I want to take the string 0.71331, 52.25378 and return 0.71331,52.25378 – i.e. just look for a digit, a comma, a space and a digit, and strip out the space.

This is my current code:

coords = '0.71331, 52.25378'
coord_re = re.sub("(\d), (\d)", "\1,\2", coords)
print coord_re

But this gives me 0.7133,2.25378. What am I doing wrong?

Now we will see solution for issue: Handling backreferences to capturing groups in re.sub replacement pattern


Answer

You should be using raw strings for regex, try the following:

coord_re = re.sub(r"(\d), (\d)", r"\1,\2", coords)

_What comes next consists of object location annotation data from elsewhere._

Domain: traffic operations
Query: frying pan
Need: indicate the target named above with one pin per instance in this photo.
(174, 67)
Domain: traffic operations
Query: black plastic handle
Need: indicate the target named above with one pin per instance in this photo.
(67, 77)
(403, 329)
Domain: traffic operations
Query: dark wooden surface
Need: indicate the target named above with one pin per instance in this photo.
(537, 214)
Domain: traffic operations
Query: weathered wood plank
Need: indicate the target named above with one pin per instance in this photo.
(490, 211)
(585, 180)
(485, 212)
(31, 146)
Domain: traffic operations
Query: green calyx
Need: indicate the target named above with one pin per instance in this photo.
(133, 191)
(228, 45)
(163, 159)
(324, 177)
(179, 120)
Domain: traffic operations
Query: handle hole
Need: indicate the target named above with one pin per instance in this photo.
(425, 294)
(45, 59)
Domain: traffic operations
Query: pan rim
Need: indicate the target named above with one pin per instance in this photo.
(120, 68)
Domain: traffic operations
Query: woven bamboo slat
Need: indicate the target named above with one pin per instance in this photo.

With your current code, the backslashes in your replacement string are escaping the digits, so you are replacing all matches the equivalent of chr(1) + "," + chr(2):

>>> '\1,\2'
'\x01,\x02'
>>> print '\1,\2'
,
>>> print r'\1,\2'   # this is what you actually want
\1,\2

Any time you want to leave the backslash in the string, use the r prefix, or escape each backslash (\\1,\\2).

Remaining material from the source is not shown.